One actually puts together a timeline for big projects with mini steps along the way without any urging (clearly not my genes coming through there), another lives in la-la denial land until the day before it's due and then panics (no comment).

It became clear, halfway through last year, that I needed to figure out a way to help all three have better study skills and planning. (This may or may not have had something to do with the mid-year report of one of the kids where missing homework assignments and such had led to a midterm warning of a very low grade. Measures were needed.)

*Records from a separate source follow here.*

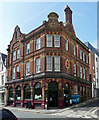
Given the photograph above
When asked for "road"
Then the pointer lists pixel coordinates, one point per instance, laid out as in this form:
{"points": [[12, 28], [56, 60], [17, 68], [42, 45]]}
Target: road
{"points": [[82, 112]]}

I've always loved hyggli family routines and cultural traditions. I think I should have been British, given how much I adore the tea time tradition. So I stole the essence of tea time, slapped the title Scholar Time on it, and made it our own new tradition.

Scholar Time is from 3 to 5 at our house in the winter, later in the fall and spring (with a little variation for lessons and sports practices, as needed). It's nothing revolutionary: just a set aside learning time for my kids and me.

Truly, it's all in the spin and marketing, folks! I try to make it more of a nice ritual. Put on some music, light a couple of candles, sometimes add cocoa or a treat.

Basically:
We all unload our homework, books, etc. on the table. If there's homework, they do it (I do mine, too). But it's not just about homework.

I make everyone fess up about looming tests, quizzes, etc. If someone has a project coming up, we map out the small steps to make it feel more manageable. I ask (I learned this from my Aunt Annette) how much support they want: minimal (just reminders about due dates, etc. and putting it on the calendar), some (need materials from the store, want to brainstorm, need a proofreader), or a lot (don't know where to start, help with understanding the concepts, helping organize an outline, field trips [our high school has the freshmen find and catalog 100 different leaf varieties; that's a big one]).

If someone comes upon something really interesting, they share it with the rest of us and we stop and chat about it.

Here are the keys:
  1. Keep in mind my kids are 11, 13, 16 and all in middle school and high school. Two hours isn't too much to ask; yours might only need 1/2 hour. We try to do it Monday through Thursday and make Friday afternoons an anything-goes day but usually at least one other day just doesn't work out.
  2. I am there to help out. Available. Sitting right there. I think this is the biggest shift.
  3. It's quiet as possible (for the easily distracted among us)
  4. It's scholar time, not just homework time. So if they don't have homework (or finish early), they go over something they've learned, study for a test, outline an essay for next week, read ahead, go practice their instrument (out of earshot).
  5. When they're done, they pack up their backpacks for tomorrow (I'm so over the hurry-before-the-bus-comes-I-can't-find-my-essay-and-math-homework). Celebrate another day of learning, woot!
As I said, nothing revolutionary but a great improvement over our laissez-faire homework-doing of the past. That particular low midterm grade? It sprang back up into the zone of better grades. Like most "programs" sometimes we're better at it than others. But I do look forward to a couple of hours of sitting with my kids + watching them learn. And I get my hyggli ritual.

(Maybe everyone already does something like this and it's just taken me 11 years to catch on! Recently a couple of families we know have asked about it since Sam was talking about "scholar time" so I thought I'd put it out there in case it makes sense for others to do, too.)

Plus, I'd love to hear any suggestions about what you do around your house to help kids stay on top of the academic demands (or what you did as a student). I think my kids have more homework now than I had as a college student!